Changing stroke rehab and research worldwide now.Time is Brain! trillions and trillions of neurons that DIE each day because there are NO effective hyperacute therapies besides tPA(only 12% effective). I have 523 posts on hyperacute therapy, enough for researchers to spend decades proving them out. These are my personal ideas and blog on stroke rehabilitation and stroke research. Do not attempt any of these without checking with your medical provider. Unless you join me in agitating, when you need these therapies they won't be there.

What this blog is for:

My blog is not to help survivors recover, it is to have the 10 million yearly stroke survivors light fires underneath their doctors, stroke hospitals and stroke researchers to get stroke solved. 100% recovery. The stroke medical world is completely failing at that goal, they don't even have it as a goal. Shortly after getting out of the hospital and getting NO information on the process or protocols of stroke rehabilitation and recovery I started searching on the internet and found that no other survivor received useful information. This is an attempt to cover all stroke rehabilitation information that should be readily available to survivors so they can talk with informed knowledge to their medical staff. It lays out what needs to be done to get stroke survivors closer to 100% recovery. It's quite disgusting that this information is not available from every stroke association and doctors group.

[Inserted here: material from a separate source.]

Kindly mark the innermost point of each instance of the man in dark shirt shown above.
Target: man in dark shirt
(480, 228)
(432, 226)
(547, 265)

Thursday, November 24, 2022

Red cell distribution width is associated with stroke severity and unfavorable functional outcomes in ischemic stroke

So you described a problem, offered NO solution. USELESS! You've known about this problem since 2009 and didn't think it needed to be solved? You're fired along with your mentors and senior researchers!

Elevated red blood cell distribution width predicts mortality in persons with known stroke February 2009

The latest here:

Red cell distribution width is associated with stroke severity and unfavorable functional outcomes in ischemic stroke

Jie Xue, Dong Zhang, Xiao-Guang Zhang, Xiao-Qiong Zhu, Xu-Shen Xu and Yun-hua Yue*
  • Department of Neurology, Yangpu Hospital, Tongji University School of Medicine, Shanghai, China

Background: Red blood cell distribution width (RDW) is considered to be related to coronary heart disease and heart failure and all-cause mortality, but its relationship with acute ischemic stroke is still unclear. In this study, we aimed to explore the relationship between RDW and the stroke severity and functional outcomes of ischemic stroke.

Methods: We retrospectively reviewed patients with acute ischemic stroke between September 2016 and January 2020. Demographic, clinical, stroke complications, laboratory data, and treatment were collected for all patients. Stroke severity and functional outcomes were evaluated by NIHSS score, modified Rankin Scale (mRS), and Barthel Index (BI) at 3 months. Furthermore, multiple logistic regression analysis was used to assess the relationship between RDW and stroke severity and functional outcomes.

Results: A total of 629 patients with acute ischemic stroke were included and were categorized into four groups according to the quartiles of RDW (< 12.4, 12.4–12.9, 13.0–13.4, > 13.4). After multivariable analysis, higher RDW was directly associated with moderate to severe stroke (OR 2.21, 95% CI, 1.30–3.75, P = 0.003), mRS score of 3–6 at 3 months (OR 1.86, 95% CI, 1.02–3.41, P = 0.044), and BI score below 85 at 3 months (OR 2.27, 95% CI, 1.25–4.12, P = 0.007) in patients with ischemic stroke.

Conclusion: Our results demonstrate that RDW is associated with stroke severity and unfavorable functional outcomes at 3 months in patients with ischemic stroke.

Introduction

Red cell distribution width (RDW) is an indicator reflecting the volume of red blood cells (RBCs) which is routinely calculated during automated cell counters (1). As a measurement method of circulating erythrocyte size variability, it is expressed by the erythrocyte size variation coefficient (2). In previous studies, RDW has been proven to be related to the prognosis of patients with cardiovascular diseases, such as coronary heart disease (3) and heart failure (4, 5), as well as the incidence of all-cause mortality (6, 7).

Acute ischemic stroke is the leading cause of disability and mortality around the globe (8). The annual death rate of stroke in China is about 157 per 100,000 people (9). Given the huge burden of stroke, it is increasingly important to find indicators to evaluate the clinical severity and prognosis of stroke. A large population-based prospective study found an independent relation between higher RDW and the risk of stroke in patients with coronary disease during a median follow-up of 5 years (10). Furthermore, several studies reported that higher RDW was a prognostic factor of poor functional outcome at 3 months (11, 12) and increased mortality (12, 13) in patients with ischemic stroke. In addition, recent studies have shown that in patients with ischemic stroke, higher RDW at baseline is more likely to have poor 1-year prognosis and mortality (14, 15).

There are few reports on the relationship between RDW and stroke severity and functional outcomes in Chinese patients with ischemic stroke. In this study, we aimed to evaluate the association between RDW and stroke severity and functional outcomes in patients with ischemic stroke based on the Chinese population.